Benkirane: « Le déblocage? »

Par Ali Bouzerda

Au Maroc, il y a cette tradition dans nos comportements qui veut qu’on « n’est jamais responsable » des échecs ou des mauvais sorts. « Le train est parti avant mon arrivée », « le verre m’a échappé des mains et tombé par terre », et récemment une nouvelle expression du genre « Benkirane subit un blocage…et du coup, il ne peut pas former son nouveau Cabinet ». Le pauvre! »

Les lecteurs qui ont le temps et la patience de lire La Pravda* proche de Benkirane, se disent « ce bonhomme veut avancer mais on lui met les bâtons dans les roues et on l’empêche d’avancer. »

Mais en fait, qui sont ces « ON »? Ce sont le PAM et son « moteur » le RNI qui seraient « les responsables », selon la version people de M. Hamid Chabat. Ce dernier, meurt d’envie de voir l’Istiqlal retourner aux confortables sièges du pouvoir après l’en avoir « exfiltré » en 2013, à cause de mauvais calculs de politique politicienne.

Bref, Benkirane a réussi faire durer le suspense pendant plus de 70 jours, tantôt en maudissant le chef du PAM, Ilyas El Omari,– devenu son souffre-douleur — tantôt en s’accrochant à des histoires imaginaires de « parole d’homme » pour ne pas dire « délation » pure et simple.

Et comme l’histoire de la participation de l’Istiqlal à la nouvelle coalition est devenue « incontournable » pour Benkirane mais en même temps « une pomme de discorde » avec le leader du RNI, Aziz Akhannouch, il fallait trouver autre chose pour convaincre son interlocuteur « toujours intransigeant » sur la non-participation du parti de Chabat.

Soudain surgit dans les médias, grâce à un tapage sans relâche, « l’image de la femme istiqlalienne » de la défunte mère de Benkirane, et que sans elle, son fils n’aurait jamais emprunté les chemins tortueux et impénétrables de la politique.

Et à force de lire ce que rapportait La Pravda chaque jour que Dieu fait, on se demandait si la famille Benkirane n’était pas, in fine, parmi les signataires du Manifeste de l’indépendance (Istiqlal)? Ou a-t-on raté quelques épisodes de l’Histoire du Maroc du XXème siècle?

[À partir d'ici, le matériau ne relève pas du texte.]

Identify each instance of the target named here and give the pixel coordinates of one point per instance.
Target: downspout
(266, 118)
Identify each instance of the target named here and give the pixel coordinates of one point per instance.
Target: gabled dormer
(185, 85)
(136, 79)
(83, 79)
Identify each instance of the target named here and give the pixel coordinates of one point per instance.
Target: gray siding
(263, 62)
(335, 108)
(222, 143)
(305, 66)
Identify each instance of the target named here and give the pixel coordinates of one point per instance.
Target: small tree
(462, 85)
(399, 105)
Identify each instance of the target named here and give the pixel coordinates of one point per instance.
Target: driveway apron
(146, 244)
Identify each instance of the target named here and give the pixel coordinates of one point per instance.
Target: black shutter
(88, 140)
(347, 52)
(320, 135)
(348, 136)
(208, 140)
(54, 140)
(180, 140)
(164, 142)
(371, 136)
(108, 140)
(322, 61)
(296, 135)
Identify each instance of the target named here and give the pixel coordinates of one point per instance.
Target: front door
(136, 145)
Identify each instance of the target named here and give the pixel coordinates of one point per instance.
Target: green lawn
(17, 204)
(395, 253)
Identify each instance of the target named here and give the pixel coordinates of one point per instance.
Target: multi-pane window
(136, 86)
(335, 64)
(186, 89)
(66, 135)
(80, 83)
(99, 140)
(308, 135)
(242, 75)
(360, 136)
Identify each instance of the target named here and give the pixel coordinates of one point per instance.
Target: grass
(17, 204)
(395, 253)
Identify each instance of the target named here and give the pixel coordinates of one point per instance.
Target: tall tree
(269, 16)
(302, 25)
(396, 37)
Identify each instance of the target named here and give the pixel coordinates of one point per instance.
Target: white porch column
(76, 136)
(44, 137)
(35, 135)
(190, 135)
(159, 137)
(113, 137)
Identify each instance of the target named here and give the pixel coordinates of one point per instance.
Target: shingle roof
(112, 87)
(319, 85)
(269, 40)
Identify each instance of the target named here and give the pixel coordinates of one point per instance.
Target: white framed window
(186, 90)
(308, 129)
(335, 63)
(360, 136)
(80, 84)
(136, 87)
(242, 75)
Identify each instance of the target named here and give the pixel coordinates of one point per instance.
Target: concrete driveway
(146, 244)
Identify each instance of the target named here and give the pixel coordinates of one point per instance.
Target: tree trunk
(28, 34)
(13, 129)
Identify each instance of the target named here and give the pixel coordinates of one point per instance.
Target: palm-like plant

Entre temps, le PJD et son leader soufflaient le chaud et le froid, allant jusqu’à suggérer « de nouvelles élections législatives » puisque les consultations avec les partenaires politiques, à l’exception du PPS et l’Istiqlal, ont abouti à l’impasse ou plutôt au « blocage ». Un terme vague qui sème la confusion, mais cher au chef de gouvernement désigné. D’ailleurs, ce dernier entretient tout un lexique de propagande politique et cultive l’image de « la victimisation » du PJD mais ne rate jamais l’occasion de diaboliser ses adversaires et parfois certains partenaires récalcitrants.

+ »Élite partisane castrée… » +

Dans cette ordre d’idées et à titre d’exemple, l’éditorialiste de « La Pravda », qui défend bec et ongles Benkirane et son approche politique (style Frères Musulmans) décrit sans retenue, les interlocuteurs du leader du PJD et qui refusent de dire « amen » à sa vision des hommes et des choses: « une élite partisane castrée qui ne défend pas sa liberté de décision » (Akhbar Alyaoum du 24/25 décembre 2016).

L’éditorialiste, comme ceux du PJD qui lui chuchotent dans l’oreille, parlent encore de la « parenthèse de 2011 » dans une allusion au temps du dit-Printemps Arabe. Ce temps est resté malheureusement figé dans leurs esprits et refusent de voir que les temps ont changé et qu’à la veille de l’entrée en service de l’équipe de Donald Trump à Washington, les barbus de Mossoul, Alep et Boko Haram au Nigeria ont été débarqués en deux temps, trois mouvements. Incroyable, car les évènements se déroulent si rapidement qu’on n’arrive pas à croire nos yeux…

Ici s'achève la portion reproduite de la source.